Gicelma Barreto Nascimento
“Cada um deles irá tornar-se para o seu analista um paciente fundador, alguém de quem ele poderá descrever, decorridos anos após a última sessão, a voz, os sonhos, às vezes até mesmo o perfume que ele ou ela, durante seis meses, dois anos, dez anos deixou em seu divã. Por que? (Montclos, 2020).
No processo de formação, aprendemos que é preciso respeitar o tripé da psicanálise: o estudo da teoria, a análise pessoal e a supervisão dos casos. Sempre ouvimos falar da importância da transmissão e da formação para que possamos nos tornar analistas.
Por isso, fiz minha formação em dois hospitais psiquiátricos em Buenos Aires, foram longos 3 anos estudando os conceitos psicanalíticos, de Freud à Lacan. Hoje em dia eu sigo estudando as teorias em articulação com a minha prática clínica, seja individualmente ou em grupos de estudo. Estou sempre estudando, revisitando conceitos, reencontrando os textos já lidos anteriormente para poder dar conta dos desafios que a clínica impõe.

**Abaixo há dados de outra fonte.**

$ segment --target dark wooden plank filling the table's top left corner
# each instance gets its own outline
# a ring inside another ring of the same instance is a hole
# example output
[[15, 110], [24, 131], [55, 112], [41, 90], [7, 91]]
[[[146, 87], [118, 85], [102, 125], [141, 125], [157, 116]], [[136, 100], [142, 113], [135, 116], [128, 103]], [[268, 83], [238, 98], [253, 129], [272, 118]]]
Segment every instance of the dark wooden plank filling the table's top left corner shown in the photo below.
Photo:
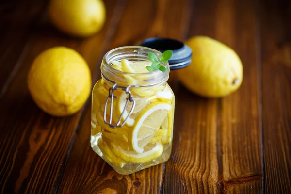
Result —
[[0, 2], [0, 97], [8, 89], [31, 47], [35, 28], [45, 15], [47, 0]]

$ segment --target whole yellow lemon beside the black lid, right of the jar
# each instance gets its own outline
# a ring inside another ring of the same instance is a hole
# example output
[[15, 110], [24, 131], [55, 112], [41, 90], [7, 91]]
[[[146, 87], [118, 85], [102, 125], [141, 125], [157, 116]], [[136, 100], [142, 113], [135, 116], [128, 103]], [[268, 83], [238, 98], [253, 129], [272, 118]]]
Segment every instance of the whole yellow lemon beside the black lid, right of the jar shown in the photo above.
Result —
[[177, 74], [186, 88], [203, 97], [225, 97], [240, 87], [242, 62], [233, 49], [207, 36], [185, 44], [192, 49], [192, 62]]

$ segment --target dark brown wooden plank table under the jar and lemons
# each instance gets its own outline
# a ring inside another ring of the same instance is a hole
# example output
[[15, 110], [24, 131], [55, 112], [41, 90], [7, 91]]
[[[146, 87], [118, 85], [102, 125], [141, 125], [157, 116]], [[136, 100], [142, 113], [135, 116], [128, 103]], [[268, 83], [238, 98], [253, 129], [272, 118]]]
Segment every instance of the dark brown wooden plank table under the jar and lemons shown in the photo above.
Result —
[[[291, 192], [291, 3], [283, 0], [104, 0], [101, 32], [76, 39], [49, 23], [48, 0], [0, 3], [0, 193]], [[148, 37], [207, 35], [233, 48], [243, 81], [220, 99], [198, 97], [175, 71], [173, 151], [168, 162], [117, 174], [90, 147], [90, 99], [68, 117], [32, 101], [26, 77], [37, 54], [76, 49], [93, 83], [110, 49]]]

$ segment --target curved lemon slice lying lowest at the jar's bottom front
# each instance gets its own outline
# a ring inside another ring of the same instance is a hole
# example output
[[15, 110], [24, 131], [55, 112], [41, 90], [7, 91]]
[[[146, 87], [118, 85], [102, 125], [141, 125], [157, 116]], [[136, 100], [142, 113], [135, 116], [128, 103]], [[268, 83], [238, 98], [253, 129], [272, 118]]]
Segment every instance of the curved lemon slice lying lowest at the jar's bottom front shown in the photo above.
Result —
[[162, 155], [163, 146], [161, 142], [149, 143], [144, 147], [144, 152], [141, 154], [135, 151], [124, 150], [120, 146], [111, 143], [113, 153], [129, 163], [146, 163], [150, 162]]

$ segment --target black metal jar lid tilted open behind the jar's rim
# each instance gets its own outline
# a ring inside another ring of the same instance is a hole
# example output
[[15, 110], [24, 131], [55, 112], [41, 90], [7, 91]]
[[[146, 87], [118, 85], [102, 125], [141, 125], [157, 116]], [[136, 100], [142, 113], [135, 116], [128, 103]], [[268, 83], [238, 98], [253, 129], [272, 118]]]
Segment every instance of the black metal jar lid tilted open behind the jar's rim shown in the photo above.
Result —
[[156, 49], [160, 52], [172, 50], [173, 55], [169, 60], [171, 70], [184, 68], [191, 63], [192, 50], [181, 41], [171, 38], [153, 37], [144, 40], [141, 46]]

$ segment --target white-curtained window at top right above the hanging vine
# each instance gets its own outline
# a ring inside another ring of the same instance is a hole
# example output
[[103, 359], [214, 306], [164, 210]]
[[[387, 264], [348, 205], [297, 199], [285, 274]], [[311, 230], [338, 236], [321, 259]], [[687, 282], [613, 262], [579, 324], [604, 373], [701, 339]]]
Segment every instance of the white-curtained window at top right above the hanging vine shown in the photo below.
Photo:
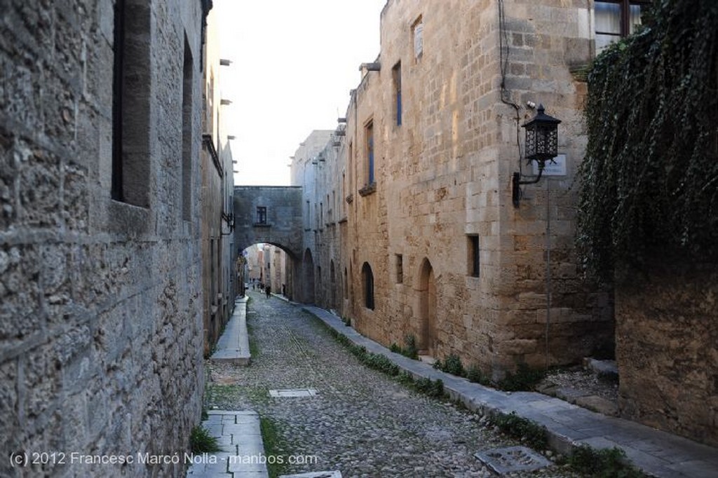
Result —
[[595, 1], [596, 52], [632, 34], [640, 25], [641, 9], [649, 3], [647, 0]]

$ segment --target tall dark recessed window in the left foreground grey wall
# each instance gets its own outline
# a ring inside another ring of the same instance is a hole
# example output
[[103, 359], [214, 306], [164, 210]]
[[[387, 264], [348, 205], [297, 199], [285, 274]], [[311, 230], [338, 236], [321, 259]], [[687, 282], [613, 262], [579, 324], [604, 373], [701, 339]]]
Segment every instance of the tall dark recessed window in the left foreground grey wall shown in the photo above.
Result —
[[150, 179], [150, 90], [146, 85], [151, 80], [152, 62], [151, 6], [147, 3], [116, 0], [113, 37], [110, 195], [113, 200], [140, 207], [149, 207]]

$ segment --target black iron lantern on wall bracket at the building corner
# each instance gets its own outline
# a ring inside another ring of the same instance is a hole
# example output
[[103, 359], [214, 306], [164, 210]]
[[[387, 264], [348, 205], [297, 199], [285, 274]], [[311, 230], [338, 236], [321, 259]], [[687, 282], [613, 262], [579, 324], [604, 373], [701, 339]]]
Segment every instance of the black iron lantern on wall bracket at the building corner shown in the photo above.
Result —
[[541, 179], [546, 161], [559, 155], [559, 123], [561, 120], [544, 113], [544, 105], [538, 105], [538, 113], [523, 125], [526, 128], [526, 159], [538, 163], [538, 176], [531, 181], [521, 181], [521, 173], [513, 173], [513, 205], [521, 200], [521, 184], [535, 184]]

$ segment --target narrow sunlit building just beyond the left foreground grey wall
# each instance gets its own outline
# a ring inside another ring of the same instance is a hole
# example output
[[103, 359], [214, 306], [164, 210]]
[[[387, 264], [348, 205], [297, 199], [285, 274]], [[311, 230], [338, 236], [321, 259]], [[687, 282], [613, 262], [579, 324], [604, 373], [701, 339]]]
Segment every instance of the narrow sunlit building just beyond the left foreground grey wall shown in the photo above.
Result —
[[202, 115], [202, 290], [205, 355], [219, 339], [220, 331], [229, 320], [234, 296], [241, 291], [235, 270], [234, 250], [234, 174], [232, 151], [228, 142], [223, 110], [229, 100], [222, 98], [219, 88], [221, 69], [228, 60], [221, 60], [218, 40], [218, 13], [207, 16], [203, 55], [203, 88], [205, 98]]

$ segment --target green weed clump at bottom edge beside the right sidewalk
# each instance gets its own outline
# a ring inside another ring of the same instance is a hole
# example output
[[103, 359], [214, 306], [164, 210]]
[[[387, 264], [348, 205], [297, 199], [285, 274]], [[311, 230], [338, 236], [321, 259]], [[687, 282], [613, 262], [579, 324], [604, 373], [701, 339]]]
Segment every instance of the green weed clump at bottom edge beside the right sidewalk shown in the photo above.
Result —
[[597, 478], [645, 478], [640, 469], [630, 464], [625, 451], [611, 449], [592, 449], [590, 446], [577, 446], [568, 459], [569, 465], [579, 473]]

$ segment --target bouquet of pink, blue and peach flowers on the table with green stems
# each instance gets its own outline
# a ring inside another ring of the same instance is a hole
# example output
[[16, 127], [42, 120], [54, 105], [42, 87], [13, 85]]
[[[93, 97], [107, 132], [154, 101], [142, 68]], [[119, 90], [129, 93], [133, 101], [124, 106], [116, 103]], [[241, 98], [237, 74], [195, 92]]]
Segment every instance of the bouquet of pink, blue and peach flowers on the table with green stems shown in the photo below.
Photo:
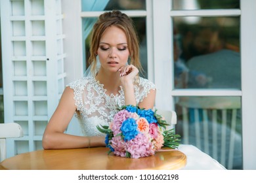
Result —
[[116, 156], [142, 158], [154, 155], [161, 147], [177, 148], [180, 135], [174, 129], [165, 130], [168, 124], [156, 112], [123, 106], [109, 126], [97, 126], [97, 129], [106, 133], [106, 146]]

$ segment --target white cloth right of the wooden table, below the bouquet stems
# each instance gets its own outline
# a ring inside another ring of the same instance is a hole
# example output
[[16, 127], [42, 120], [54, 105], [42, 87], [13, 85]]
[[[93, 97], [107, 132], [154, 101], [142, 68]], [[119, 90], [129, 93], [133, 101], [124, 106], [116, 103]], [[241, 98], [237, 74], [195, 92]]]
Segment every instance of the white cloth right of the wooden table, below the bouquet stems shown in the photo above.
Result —
[[196, 146], [180, 144], [179, 151], [186, 155], [186, 166], [182, 170], [225, 170], [223, 165]]

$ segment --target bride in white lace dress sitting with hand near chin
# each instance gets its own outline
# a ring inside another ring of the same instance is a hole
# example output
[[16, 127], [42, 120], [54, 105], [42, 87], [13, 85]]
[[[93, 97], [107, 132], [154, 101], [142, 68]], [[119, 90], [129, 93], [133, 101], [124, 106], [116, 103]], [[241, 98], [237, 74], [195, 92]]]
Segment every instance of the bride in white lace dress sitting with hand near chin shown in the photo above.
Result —
[[[117, 107], [154, 107], [156, 87], [139, 76], [142, 69], [139, 41], [133, 22], [126, 14], [114, 10], [100, 15], [93, 27], [89, 62], [91, 75], [65, 88], [45, 129], [43, 148], [106, 146], [104, 134], [96, 125], [110, 124]], [[83, 136], [64, 133], [74, 113]]]

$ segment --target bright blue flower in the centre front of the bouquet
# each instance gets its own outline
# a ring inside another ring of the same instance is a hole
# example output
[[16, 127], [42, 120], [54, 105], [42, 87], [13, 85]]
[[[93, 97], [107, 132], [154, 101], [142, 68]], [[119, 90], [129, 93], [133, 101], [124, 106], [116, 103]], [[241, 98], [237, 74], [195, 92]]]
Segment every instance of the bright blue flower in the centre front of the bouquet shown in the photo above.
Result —
[[128, 118], [123, 122], [120, 129], [123, 133], [123, 139], [125, 140], [125, 142], [134, 139], [136, 135], [138, 135], [139, 131], [137, 130], [137, 128], [138, 125], [133, 118]]

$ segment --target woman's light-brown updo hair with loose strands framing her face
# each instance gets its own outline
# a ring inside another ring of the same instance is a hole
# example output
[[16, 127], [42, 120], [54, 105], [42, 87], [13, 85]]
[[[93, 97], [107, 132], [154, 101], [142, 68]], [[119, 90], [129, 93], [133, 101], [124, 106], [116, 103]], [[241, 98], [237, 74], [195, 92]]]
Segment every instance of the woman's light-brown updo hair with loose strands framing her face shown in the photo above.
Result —
[[131, 59], [130, 63], [135, 65], [135, 67], [137, 67], [139, 71], [142, 71], [139, 59], [139, 38], [133, 24], [133, 20], [119, 10], [113, 10], [111, 12], [104, 12], [103, 14], [101, 14], [97, 22], [93, 26], [89, 56], [91, 73], [93, 73], [93, 75], [96, 75], [96, 53], [100, 43], [100, 38], [102, 37], [102, 34], [106, 30], [106, 28], [112, 25], [119, 27], [125, 32], [130, 53], [129, 57]]

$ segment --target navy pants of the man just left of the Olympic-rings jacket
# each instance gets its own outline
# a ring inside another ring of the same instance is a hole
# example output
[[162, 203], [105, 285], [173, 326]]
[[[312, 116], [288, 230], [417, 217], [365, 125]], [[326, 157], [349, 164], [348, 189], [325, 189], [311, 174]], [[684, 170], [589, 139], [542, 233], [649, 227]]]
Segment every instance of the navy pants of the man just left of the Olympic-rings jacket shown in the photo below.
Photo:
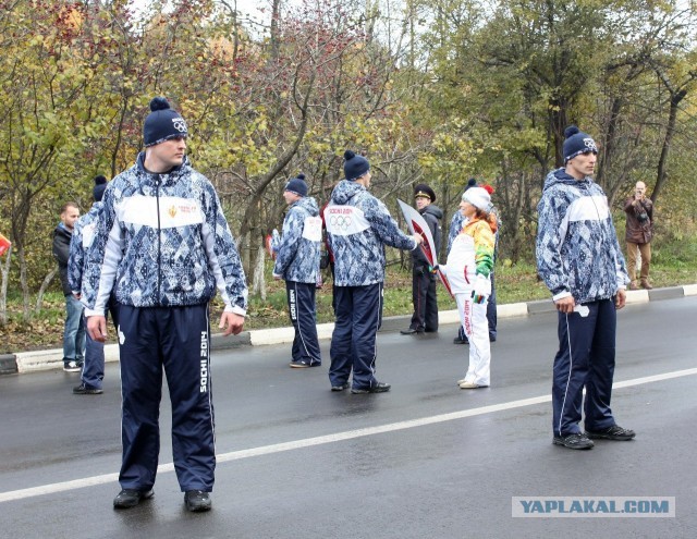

Já a análise pessoal permite com que eu olhe para as minhas próprias questões enquanto paciente. Nesse espaço eu falo e a minha analista me escuta, me interroga, me questiona para que eu possa fazer algo com aquilo do qual eu me queixo. Um reencontro com minhas questões trabalhadas até aqui e com as que estou em processo de elaboração, tudo isso na minha língua materna.
Por outro lado, realizo supervisões da minha clínicas com uma psicanalista com mais experiência teórica e prática. Isso me ajuda a melhorar a minha escuta, interrogar o meu saber-fazer e responder algumas dúvidas e impasses no processo de atendimento daquele paciente que mais me demanda, que me desafia.
Seria o tripé o suficiente para formar uma analista?
Acredito que não, uma analista se faz também na troca com os colegas de profissão, na conversa sobre os desafios encontrados no consultório, ao ser capturada pelas artes em geral, seja ao ler um bom livro, escutar um podcast com coisas que escapam aos conceitos teóricos da psicanálise, mas que fala das singularidades.
Mas, o mais importante na formação é o encontro com o analisando. É no encontro com meus pacientes que eu me torno uma analista. Com eles eu melhoro a minha escuta, aprendo, me emociono com algumas histórias, sorrio com relatos engraçados.
Ao acompanhar o que de mais íntimo eles me revelam, torço, parabenizo, às vezes sou mais dura, outras mais acolhedora. Falo que não sei de algum tema que eles acham que eu sei e convoco a que me contem mais sobre. Enfim, o que sinto por cada um dos meus pacientes é amor. Amor de transferência.
Quero agradecer a cada um que passou pelo meu consultório e aqueles que ainda seguem em atendimento. Obrigada por me ensinarem a cada encontro a ser uma “analista possível”. Isso significa ser aquela que se implica, que acolhe, que escuta, que aprende, que estuda, que às vezes fala besteira, se equivoca, que se interroga diante de um impasse no percurso do tratamento, que supervisiona os casos para poder oferecer uma escuta ativa e ética.
“Acredite-se ou não nos poderes da psicanálise, seja ela considerada abusiva, cara, incontrolável, nada altera o fato de que ainda existem pessoas que exercem essa profissão inusitada- escutar histórias; aceitar se deixar envolver, por meio da transferência, por outro que não por si próprio; compartilhar, às vezes durante anos das dores, dos segredos, das alegrias de indivíduos…(Montclos, 2020)”
Enfim, sem analisando não existe analista. Por isso, eu me torno a analista que sou a cada encontro com meus pacientes.
Referências
Montclos, Violaine de (2020). Seu paciente favorito: 17 histórias extraordinárias de psicanalistas. 1a ed. São Paulo: Perspectiva, 2020.